This was doubly true of the Obama Administration’s plan to regulate greenhouse gas emissions in the electricity sector through the Clean Power Plan. Despite the plan’s delayed timeline for implementation, with no major actions required until 2022, national Republicans led by Senate Majority Leader Mitch McConnell have made a political point of vowing non-compliance.

And while this call for obstruction has generally been abandoned in favor of more pragmatic alternatives, 24 states and a coal company filed lawsuits in late October to challenge implementation of the plan.

These parties charge that the U.S. Environmental Protection Agency has gone beyond its legal authority and warn of damage to the nation’s struggling coal industry, along with less credible claims of potential impacts on electricity costs and reliability.

However, last week a group of 25 states, cities and counties announced that they will contribute legal resources to protect the plan from this challenge. The coalition, led by New York State Attorney General Eric Schneiderman, has filed a motion to intervene on behalf of the plan.

“Climate change represents an unprecedented threat to the environment, public health, and our economy,” said Schneiderman. “We no longer can afford to respond to this threat with denials or obstruction.”

17 states are vowing legal support, a smaller number than the 24 states which are filing challenges.
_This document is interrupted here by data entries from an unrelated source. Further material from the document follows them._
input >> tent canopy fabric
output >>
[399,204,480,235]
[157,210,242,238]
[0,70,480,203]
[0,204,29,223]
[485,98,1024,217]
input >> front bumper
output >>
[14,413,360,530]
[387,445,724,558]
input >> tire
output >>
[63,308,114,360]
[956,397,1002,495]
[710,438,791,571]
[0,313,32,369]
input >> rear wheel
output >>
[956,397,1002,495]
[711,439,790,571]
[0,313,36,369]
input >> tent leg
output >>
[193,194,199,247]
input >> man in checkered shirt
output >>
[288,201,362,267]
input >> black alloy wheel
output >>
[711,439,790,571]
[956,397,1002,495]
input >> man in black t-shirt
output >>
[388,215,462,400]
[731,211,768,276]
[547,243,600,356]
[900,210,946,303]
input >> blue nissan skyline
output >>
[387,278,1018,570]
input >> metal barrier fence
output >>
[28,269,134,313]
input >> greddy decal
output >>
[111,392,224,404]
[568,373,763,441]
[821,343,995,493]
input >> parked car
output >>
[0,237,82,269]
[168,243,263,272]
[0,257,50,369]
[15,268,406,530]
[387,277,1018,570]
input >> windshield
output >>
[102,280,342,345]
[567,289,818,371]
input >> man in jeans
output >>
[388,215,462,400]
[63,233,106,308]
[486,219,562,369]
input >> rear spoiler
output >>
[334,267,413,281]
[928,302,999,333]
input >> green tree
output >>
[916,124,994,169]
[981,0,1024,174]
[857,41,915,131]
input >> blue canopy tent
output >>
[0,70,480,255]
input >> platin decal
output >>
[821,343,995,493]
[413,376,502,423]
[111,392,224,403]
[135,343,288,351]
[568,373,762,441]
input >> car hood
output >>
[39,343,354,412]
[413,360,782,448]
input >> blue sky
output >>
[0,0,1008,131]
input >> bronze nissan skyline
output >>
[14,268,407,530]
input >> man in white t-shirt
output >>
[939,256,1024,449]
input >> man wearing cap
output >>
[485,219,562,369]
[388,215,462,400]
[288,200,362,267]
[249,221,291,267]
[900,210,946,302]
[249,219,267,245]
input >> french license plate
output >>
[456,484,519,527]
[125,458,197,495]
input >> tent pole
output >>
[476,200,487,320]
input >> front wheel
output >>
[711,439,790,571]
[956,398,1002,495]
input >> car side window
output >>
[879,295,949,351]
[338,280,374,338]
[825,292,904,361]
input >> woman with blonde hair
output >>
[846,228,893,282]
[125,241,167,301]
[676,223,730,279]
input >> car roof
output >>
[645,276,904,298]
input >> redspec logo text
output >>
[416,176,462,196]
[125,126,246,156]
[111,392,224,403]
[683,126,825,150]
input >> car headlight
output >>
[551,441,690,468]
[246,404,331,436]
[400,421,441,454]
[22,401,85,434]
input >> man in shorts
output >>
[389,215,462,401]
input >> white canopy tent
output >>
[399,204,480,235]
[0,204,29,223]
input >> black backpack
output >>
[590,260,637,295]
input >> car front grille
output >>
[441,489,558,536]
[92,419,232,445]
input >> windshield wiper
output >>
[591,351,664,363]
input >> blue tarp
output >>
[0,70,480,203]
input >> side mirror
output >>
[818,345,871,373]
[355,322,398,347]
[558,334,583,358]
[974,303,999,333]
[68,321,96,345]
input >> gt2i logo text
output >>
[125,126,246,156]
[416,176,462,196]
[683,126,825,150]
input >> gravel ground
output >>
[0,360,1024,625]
However, this includes California – by far the most populous state in the nation at 38 million inhabitants, around 12% of the nation’s population. It also includes New York City, whose 8.5 million residents give it a larger population than several of the states filing legal challenges combined.

The geography of supporters versus challengers reveals “red” (Republican or right-leaning) versus “blue” (Democratic or left-leaning) political divides in the United States. With a few exceptions urban areas, California and the U.S. Northeast (“blue states”) generally support the plan, and states in the South, Plains States and Mountain West (“red states”) are filing challenges.

The Clean Power Plan is generally expected to be positive for large-scale solar, with renewables expected to contribute 28% of generation capacity. The plan is also expected to be a death sentence for the nation’s coal fleet, which is already well in decline due to a lack of profitability.

Some the states challenging the plan are likely to see booming solar markets whether or not the plan is passed. Texas is one of the states that has challenged the plan, and in October the state’s grid operator predicted a 50-fold increase in installed solar by 2030, even if Clean Power Plan is not implemented.